# practice mauy thai or not practice mauy thai



## Pyrael (Mar 28, 2002)

check this out....

OUCHIES 

i wanna go into mauy thai but this just plain scares me


----------



## Nevlyn (Mar 28, 2002)

it seems that there is a problem with the page...  it is currently unavailble


----------



## Pyrael (Mar 28, 2002)

youre supposed to download it...

right click the link and save as


----------



## Judo_Kid (May 31, 2002)

Hmmmm... your site Is Error!

:EG:


----------



## Judo_Kid (May 31, 2002)

That site doesn't Exist!

:EG:


----------



## Pyrael (May 31, 2002)

http://geocities.com/pyrael2001


----------



## MartialArtist (Aug 29, 2002)

By all means, practice it if you can.  Be open.


----------



## Pyrael (Sep 28, 2002)

martial artist, have you seen the vid? 

anyways i took it off and to sum it all up it depicted two muay thai fighters: 1 went for the shin kick the other blocked with his knee, fighter #1 broke his leg like a crayon...

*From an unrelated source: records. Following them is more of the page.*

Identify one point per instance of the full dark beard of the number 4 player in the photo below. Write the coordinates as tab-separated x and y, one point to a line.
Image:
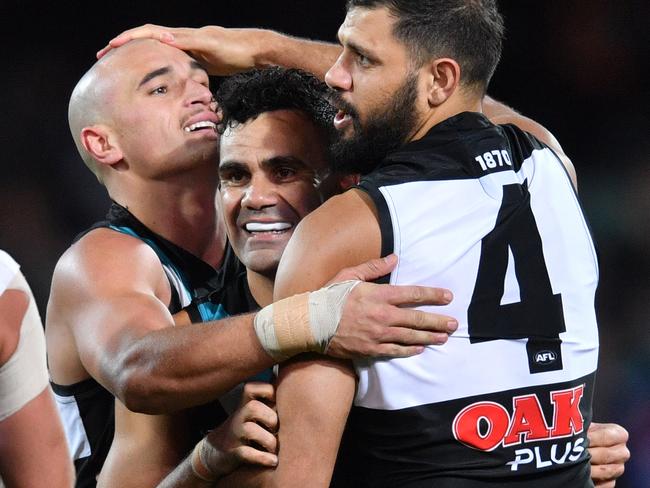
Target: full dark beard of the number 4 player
385	130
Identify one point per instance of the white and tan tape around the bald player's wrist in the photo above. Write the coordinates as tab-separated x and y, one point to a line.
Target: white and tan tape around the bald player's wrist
302	323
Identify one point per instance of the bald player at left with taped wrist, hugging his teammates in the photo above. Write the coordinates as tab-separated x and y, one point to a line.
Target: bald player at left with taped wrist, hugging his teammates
144	121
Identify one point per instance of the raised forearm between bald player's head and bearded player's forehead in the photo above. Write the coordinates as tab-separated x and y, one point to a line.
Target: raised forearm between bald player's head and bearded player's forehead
292	52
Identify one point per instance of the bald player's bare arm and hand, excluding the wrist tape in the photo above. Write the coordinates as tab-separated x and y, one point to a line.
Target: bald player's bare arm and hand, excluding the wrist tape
108	309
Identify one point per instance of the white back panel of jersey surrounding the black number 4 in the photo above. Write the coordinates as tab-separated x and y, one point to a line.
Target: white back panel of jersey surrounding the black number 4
438	228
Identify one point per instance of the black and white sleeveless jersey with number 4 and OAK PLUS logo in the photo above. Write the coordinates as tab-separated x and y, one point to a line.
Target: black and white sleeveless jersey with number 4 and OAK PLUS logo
490	213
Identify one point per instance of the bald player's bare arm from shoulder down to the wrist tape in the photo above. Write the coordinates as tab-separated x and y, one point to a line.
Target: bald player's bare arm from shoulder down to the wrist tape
108	318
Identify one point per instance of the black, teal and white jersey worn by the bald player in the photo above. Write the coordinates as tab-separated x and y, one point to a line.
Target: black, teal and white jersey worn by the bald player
87	408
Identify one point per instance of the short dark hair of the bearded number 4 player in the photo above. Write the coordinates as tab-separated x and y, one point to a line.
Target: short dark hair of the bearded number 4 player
469	31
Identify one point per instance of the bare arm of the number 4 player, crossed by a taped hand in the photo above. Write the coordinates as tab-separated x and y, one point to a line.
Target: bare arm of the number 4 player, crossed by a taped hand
314	395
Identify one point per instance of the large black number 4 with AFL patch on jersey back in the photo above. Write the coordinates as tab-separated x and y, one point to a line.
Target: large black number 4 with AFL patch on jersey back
538	316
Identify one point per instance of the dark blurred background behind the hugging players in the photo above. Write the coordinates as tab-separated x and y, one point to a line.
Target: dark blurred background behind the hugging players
578	67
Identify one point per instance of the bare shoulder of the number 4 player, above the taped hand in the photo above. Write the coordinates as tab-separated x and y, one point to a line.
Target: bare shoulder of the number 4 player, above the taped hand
342	232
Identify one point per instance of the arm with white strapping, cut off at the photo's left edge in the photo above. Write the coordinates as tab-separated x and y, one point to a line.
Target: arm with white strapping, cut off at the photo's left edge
32	443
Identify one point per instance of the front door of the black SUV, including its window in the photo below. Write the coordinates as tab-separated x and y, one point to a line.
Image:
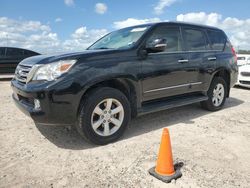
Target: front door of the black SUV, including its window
167	73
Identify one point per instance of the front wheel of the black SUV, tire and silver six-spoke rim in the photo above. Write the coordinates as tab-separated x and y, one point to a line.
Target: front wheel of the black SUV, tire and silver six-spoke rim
97	122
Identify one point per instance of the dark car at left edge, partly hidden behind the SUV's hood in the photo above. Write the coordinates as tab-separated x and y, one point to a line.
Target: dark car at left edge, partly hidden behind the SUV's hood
10	57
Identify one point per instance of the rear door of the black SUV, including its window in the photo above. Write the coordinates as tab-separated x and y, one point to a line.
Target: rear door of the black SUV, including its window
201	57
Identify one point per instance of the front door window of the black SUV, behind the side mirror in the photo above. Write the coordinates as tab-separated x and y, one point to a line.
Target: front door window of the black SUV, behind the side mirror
172	36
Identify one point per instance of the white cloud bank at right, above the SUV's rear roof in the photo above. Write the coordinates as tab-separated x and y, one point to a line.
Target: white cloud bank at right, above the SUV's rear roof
238	30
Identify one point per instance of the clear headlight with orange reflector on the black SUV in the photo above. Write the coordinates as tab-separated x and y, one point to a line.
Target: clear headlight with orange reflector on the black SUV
52	71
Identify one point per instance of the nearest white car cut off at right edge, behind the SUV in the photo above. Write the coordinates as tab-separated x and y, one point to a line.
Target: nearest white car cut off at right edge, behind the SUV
244	76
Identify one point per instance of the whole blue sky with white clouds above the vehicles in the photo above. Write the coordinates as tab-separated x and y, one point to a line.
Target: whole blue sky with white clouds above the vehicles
49	26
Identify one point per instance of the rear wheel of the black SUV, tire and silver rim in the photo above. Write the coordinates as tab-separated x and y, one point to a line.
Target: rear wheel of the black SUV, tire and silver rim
216	99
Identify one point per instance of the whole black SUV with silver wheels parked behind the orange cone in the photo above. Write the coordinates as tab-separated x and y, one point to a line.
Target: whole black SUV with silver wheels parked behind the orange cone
129	72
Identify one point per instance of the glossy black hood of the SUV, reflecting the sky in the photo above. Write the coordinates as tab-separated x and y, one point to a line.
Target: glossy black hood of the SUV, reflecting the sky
45	59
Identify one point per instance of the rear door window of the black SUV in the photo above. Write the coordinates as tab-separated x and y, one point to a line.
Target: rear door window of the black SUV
194	39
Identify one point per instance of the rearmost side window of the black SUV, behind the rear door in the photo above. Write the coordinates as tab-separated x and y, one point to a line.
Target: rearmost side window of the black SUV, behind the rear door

see why i asked the question?


----------



## ace (Oct 6, 2002)

I've seen this fight!
But ive also seen a lot of Fight's
This waz an ouch.
But U don't have to studdy Mauy Thai
Just to fight U can do it for the Thrill.


No one will just push u into the ring U
Have to want that.
Now Mauy Thai is contact training.
So pertective gear will help.
Shin pertectors are a good way to start.
Gloves, Helmet & a CUP!! (not for tea):armed:


 :armed:


Good Stuff


----------



## Pyrael (Oct 6, 2002)

im not saying im like pressured or anything...im just pulling this incedent out just to make people realize what might happen.

i for one am looking foward to muay thai training.


----------



## ace (Oct 6, 2002)

Good Show
Good Fight
:armed: 
Good Stuff


----------